The survey includes responses from nearly 300 IT professionals at businesses across the United States that use cloud computing. Nearly 70 percent of businesses in the cloud prefer storing data in the cloud instead of on a legacy system, and these businesses are willing to invest heavily in keeping their cloud’s data secure.
More than half of companies surveyed spend more than $100,000 annually on additional cloud-security features.
Nearly seven in 10 U.S. businesses using a cloud computing service plan to increase their spending on the technology this year.
Riley Panko, Clutch’s content developer and marketer, tells Channel Partners the findings show a trend that is “perhaps paradoxical at first glance — businesses strongly prefer the cloud, but are also choosing to invest heavily in additional security features.”
“However, this just displays the multi-faceted nature of the cloud,” she said. “In many ways, it can be far more powerful and secure than a business’ own legacy system. However, there are elements that require extra focus when using the cloud — such as application-level security.”
One reason for the high investment in cloud security is companies’ greater awareness of the security risks that are out of their cloud provider’s control, according to industry experts. When it comes to application-level security, including user access, password sharing and other individual interactions, the company and its employees shoulder the responsibility.
In another finding, nearly one in four businesses in the cloud indicate that they use Internet of Things (IoT) services. However, the quality of security for IoT varies.
“We were certainly surprised to see so many businesses using IoT services,” Panko said. “This shows the importance of improving IoT security, which is often overlooked. Since many IoT devices take the form of everyday objects, they are often not considered as a prominent cybersecurity risk.”

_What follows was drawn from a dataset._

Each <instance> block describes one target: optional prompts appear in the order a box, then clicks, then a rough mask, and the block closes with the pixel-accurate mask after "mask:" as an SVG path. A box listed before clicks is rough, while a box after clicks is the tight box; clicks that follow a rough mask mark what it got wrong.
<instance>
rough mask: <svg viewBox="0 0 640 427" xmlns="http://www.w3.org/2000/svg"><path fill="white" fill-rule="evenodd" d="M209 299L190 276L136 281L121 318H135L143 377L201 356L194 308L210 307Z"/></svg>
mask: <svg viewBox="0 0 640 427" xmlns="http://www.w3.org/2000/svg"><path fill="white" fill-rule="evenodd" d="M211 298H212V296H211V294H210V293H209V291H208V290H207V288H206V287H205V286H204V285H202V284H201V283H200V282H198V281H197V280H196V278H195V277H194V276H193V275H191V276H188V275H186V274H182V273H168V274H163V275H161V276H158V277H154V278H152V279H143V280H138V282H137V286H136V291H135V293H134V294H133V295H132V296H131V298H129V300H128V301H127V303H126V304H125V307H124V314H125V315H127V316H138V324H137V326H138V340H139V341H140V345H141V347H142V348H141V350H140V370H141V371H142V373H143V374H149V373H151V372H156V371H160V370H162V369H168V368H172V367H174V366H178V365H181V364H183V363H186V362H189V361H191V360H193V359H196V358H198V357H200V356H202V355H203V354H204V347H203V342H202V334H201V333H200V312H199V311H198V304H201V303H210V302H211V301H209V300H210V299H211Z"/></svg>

Companies can protect themselves from security threats and prevent issues by following both mandatory and voluntary security guidelines, and implementing additional security features, such as extra encryption, according to Clutch.
“One surprising jump is that last year, 39 percent of enterprises reported following Cloud Security Alliance regulations,” Panko said. “Our survey this year showed 65 percent of all businesses following CSA regulations. While this may just mean that smaller businesses follow CSA regulations in greater numbers, it could also signify a jump in CSA’s popularity.”